The order was given after adopting a motion sponsored by Mr. Abdulrazak Sa’ad Namdas during plenary session presided over by the Speaker, Yakubu Dogara. The lawmakers mandated the committee on governmental affairs to probe the allegation and turn in its report within six weeks for further legislative action.

Namdas claimed that out of the 21 licensed lottery operators in the country, not more than three had successfully paid their fees and other taxes to the Federal Government. He said the country had lost millions of naira in revenue due to the development.

According to Namdas, tax evasion is deemed a very serious offence all over the world as most advanced countries sustain their economies through effective and transparent taxation system.

He made reference to the allegation by the Acting Director General of the Nigerian Lottery Commission (NLC), Mr. Lanre Gbajabiamila that since his assumption of office about four months ago, the operators had not been meeting their obligations.
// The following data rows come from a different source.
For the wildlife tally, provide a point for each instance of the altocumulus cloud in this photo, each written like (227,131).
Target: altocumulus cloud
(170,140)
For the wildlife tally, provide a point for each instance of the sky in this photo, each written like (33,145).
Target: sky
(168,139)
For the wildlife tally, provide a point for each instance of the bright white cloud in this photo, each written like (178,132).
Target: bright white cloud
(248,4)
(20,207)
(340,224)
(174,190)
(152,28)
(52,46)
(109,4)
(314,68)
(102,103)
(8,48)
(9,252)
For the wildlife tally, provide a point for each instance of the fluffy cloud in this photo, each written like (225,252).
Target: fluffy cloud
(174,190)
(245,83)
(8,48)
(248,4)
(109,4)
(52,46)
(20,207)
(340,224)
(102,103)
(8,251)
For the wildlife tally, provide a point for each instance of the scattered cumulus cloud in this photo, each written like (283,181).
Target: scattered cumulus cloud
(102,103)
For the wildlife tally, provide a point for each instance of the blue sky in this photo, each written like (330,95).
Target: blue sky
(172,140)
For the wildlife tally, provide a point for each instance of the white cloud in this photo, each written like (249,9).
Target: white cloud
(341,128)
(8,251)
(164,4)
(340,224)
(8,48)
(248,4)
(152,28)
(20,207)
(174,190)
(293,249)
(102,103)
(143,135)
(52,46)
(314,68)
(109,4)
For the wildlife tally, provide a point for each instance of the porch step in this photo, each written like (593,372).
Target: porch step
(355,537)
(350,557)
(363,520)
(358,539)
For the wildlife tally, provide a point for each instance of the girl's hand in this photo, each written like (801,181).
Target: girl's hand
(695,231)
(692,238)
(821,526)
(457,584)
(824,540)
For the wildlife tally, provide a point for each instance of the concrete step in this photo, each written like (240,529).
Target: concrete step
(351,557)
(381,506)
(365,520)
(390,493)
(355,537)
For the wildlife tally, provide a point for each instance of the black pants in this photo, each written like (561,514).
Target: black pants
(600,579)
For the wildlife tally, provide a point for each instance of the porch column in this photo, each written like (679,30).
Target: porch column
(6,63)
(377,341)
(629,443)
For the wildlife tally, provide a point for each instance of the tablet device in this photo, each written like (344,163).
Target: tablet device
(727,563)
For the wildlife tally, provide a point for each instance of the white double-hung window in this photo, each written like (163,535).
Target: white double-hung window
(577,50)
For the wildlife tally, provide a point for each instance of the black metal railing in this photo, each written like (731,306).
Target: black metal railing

Also yesterday, a Bill aimed at amending the Federal Character Commission (Establishment) Act to give married women the option of claiming indigeneship of either their husbands’ town or their fathers’ place scaled the second reading on the floor of the House.

Edward Pwajok (SAN), who sponsored the Bill, expressed concern over the plight of married women who have been subjected to psychological trauma due to the legal uncertainty of their indigenous identity. According to him, once a woman becomes married, she is left in quandary as to whether she is an indigene of her husband’s place of birth or that of her father.

The lawmaker argued that the extant law is discriminatory against women as men’s indigeneship is not subjected to dispute even if they marry many wives from different ethnic groups.

“Why then should it be different with women? It is conceded that our culture is patriarchal but democracy and civilization should give married women the option of either choosing the ethnic identity of their husband or that of father so that they do not lose the benefits in their career.”